Wentworth Woodhouse is a Georgian mansion on an epic scale
Wentworth Woodhouse was one of great mansions of Georgian England but slid into neglect and disrepair during the second half of the 20th century.
- The building is actually two grand houses, built back-to-back. The baroque West Front was built for the 1st Marquess of Rockingham from about 1725 but it is the slightly later, 606ft wide, Palladian East Front which is the behemoth.
- In 1792 the estate was inherited by the 4th Earl Fitzwilliam, beginning a long relationship between this aristocratic family and the surrounding community.
- One room was created to house Stubbs's famous painting of the family's racehorse, Whistlejacket. The work was sold to the National Gallery for £11 million in 1997.
- The 60ft square Marble Saloon was called the finest Georgian room in England.
- Princess Victoria stayed at Wentworth Woodhouse in 1835 and wrote that it was "an immense house".
- More than 1,000 people were employed by the house and estate in the mid 19th century, including a "rat catcher" and "state bed maker".
- When King George V stayed in 1912 he needed 76 bedrooms for his entourage.
- After the Second World War, open-cast mining devastated the estate with workings coming almost to the door of the house. Many saw this as a vindictive act of class warfare by Labour minister of fuel and power, Manny Shinwell.
- The 8th Earl Fitzwilliam died in a plane crash in 1948 along with Marchioness of Hartington, the younger sister of John F Kennedy. He left no male heir.
- After the death of the 8th Earl the house began to decline. A sale of valuables at the time included 14 four-poster beds. It was later used as a teacher training college.
- The Fitzwilliam family ended its connection with the house in 1979, with the death of the 10th and last Earl. The house and 83 acres were sold to a private buyer.

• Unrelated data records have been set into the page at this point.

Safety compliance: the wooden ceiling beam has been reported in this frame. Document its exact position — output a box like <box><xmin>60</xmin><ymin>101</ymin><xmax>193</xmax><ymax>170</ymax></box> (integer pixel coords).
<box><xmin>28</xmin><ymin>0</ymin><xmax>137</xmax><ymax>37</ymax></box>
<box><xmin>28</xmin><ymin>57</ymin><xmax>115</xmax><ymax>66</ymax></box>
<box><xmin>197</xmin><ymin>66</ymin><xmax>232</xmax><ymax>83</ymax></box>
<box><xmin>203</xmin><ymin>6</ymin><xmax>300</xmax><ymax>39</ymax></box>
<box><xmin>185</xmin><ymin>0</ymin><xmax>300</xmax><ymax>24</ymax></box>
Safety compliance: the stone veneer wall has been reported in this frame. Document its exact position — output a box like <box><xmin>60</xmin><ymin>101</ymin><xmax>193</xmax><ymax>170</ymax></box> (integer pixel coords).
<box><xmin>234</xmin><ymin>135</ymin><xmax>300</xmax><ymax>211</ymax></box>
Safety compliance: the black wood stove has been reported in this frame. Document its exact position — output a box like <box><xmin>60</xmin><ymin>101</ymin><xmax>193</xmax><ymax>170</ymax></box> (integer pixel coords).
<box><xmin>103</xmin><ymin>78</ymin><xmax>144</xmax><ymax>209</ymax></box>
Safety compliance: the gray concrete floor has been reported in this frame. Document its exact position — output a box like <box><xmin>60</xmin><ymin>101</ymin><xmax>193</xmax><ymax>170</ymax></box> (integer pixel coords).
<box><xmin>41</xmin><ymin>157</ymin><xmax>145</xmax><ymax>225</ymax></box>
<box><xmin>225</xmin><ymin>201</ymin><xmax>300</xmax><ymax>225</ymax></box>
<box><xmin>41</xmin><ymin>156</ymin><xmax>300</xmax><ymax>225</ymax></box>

- The sale did not include the deer park, the rest of the estate and the nearby Wentworth village, which were placed in a charitable trust. The estate, which features a range of listed follies including the 90ft high Rockingham Monument and 100ft high Hoober Stand, continues to be run by the Fitzwilliam Wentworth Amenity Trust.
- In 1999 architectural historian John Martin Robinson wrote that "the failure of Wentworth Woodhouse to become a stately home open to the public after the Second World War and thus to have secured its future like Chatsworth or Woburn is an architectural tragedy".
- The house was bought by architect Clifford Newbold in 1999 who hoped a huge legal claim against the Coal Authority for mining damage would help him restore the house. But this failed.
- The house was bought by the Wentworth Woodhouse Preservation Trust in 2017, partly funded by a £3.5 million grant from the National Heritage Memorial Fund.
- As well as the vast mansion, the trust bought 83 acres of land immediately around it; the stable block, which is almost as large as the house; and a range of other buildings, including the huge, derelict Camelia House.
- Wentworth Woodhouse is regularly used as a film location - appearing as Buckingham Palace in the recent hit movie Darkest Hour and also in the BBC drama Victoria.